Мама пошла на работу и взяла с меня слово, что я никуда не уйду. Я и не собирался никуда двигаться, а хотел сидеть дома и смотреть телепрограммы судьи Джуди и «Дело и безделье» весь день. Однако понимал, что должен пойти домой к Алисии и посмотреть, что там и как. Я мог бы позвонить ей с домашнего телефона, но что-то меня останавливало. Думаю, это была мысль о том, что она бросит трубку, а я останусь стоять, как дурак, перед своим аппаратом, открывая и закрывая рот. Если смотришь глаза в глаза, то, по крайней мере, чувствуешь, что ты живой человек. А с телефоном ты представляешь собой только открывающийся и закрывающийся рот.
Мой план заключался в том, чтобы доехать на автобусе до дома Алисии — первая фаза — и спрятаться в кустах — вторая фаза, — чтобы разведать, что там происходит — третья фаза. Однако в моем плане обнаружилось два изъяна:
1) Там нет кустов.
2) Собственно, что я там собирался разведать?

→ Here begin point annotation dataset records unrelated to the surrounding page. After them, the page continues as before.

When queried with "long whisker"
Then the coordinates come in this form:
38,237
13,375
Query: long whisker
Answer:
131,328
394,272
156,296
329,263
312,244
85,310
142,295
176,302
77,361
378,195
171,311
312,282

Мне представлялось, что меня не было несколько месяцев и что Алисия должна уже расхаживать с внушительным брюшком — или Алисия больше уже не в положении? Но на самом-то деле меня не было всего полтора дня, и, когда я ее увидел, она выглядела точь-в-точь как тогда, когда мы встретились в «Старбакс» и собирались пойти покупать тест. Я был несколько обескуражен. Ну и потом, никому, думаю, не идет на пользу, если тебя забросят в будущее. Я жил в двух временных измерениях одновременно.
Поскольку кустов рядом не было, я занял пост у фонаря возле ее дома. Это был плохой наблюдательный пункт, потому что существовал только один способ спрятаться — прижаться к фонарю спиной и затылком и стоять неподвижно. Поэтому я, конечно, не мог разглядеть ничего, кроме дома напротив, а это было здание, расположенное через дорогу от дома Алисии. Что я вообще здесь делаю? Одиннадцать утра, Алисия, должно быть, в школе. А если не в школе, то в квартире. А если она даже выйдет из дому, то парадного я не вижу, и, следовательно, не увижу ее. А потом вдруг Кроль прошел мимо со своей доской. Я попытался от него спрятаться, но он меня заметил, и, значит, скрываться дальше было уж совсем глупо.
— От кого хоронишься? — спросил он.
— А... привет, Кроль.
Он с грохотом уронил свою доску на асфальт.
— Рука друга не нужна?
— Рука?
— Мне делать нечего. Могу помочь тебе. Поиграть в прятки с тобой или найти кого?
— Может, где-то в другом месте. А то тут за фонарем мало места для двоих.
— Верно. А от кого мы прячемся?
— Мы не хотим, чтобы люди из дома нас увидели.
— Верно. Клево. А почему нам просто не отправиться домой. Там они нас точно не увидят!
— А почему бы тебе не пойти домой, Кроль?
— Не надо так. Я же понимаю, когда я не в тему.
Если бы Кроль понимал, когда он не в тему, он бы уже жил в Австралии. Но это не его вина, что я сбежал от беременной подруги и что у меня не хватает смелости постучать в ее дверь.
— Извини, Кроль. Я просто думаю, что лучше мне проделать все это самому.
— Ага. Ты прав. Я все равно не понимал, что это мы делаем.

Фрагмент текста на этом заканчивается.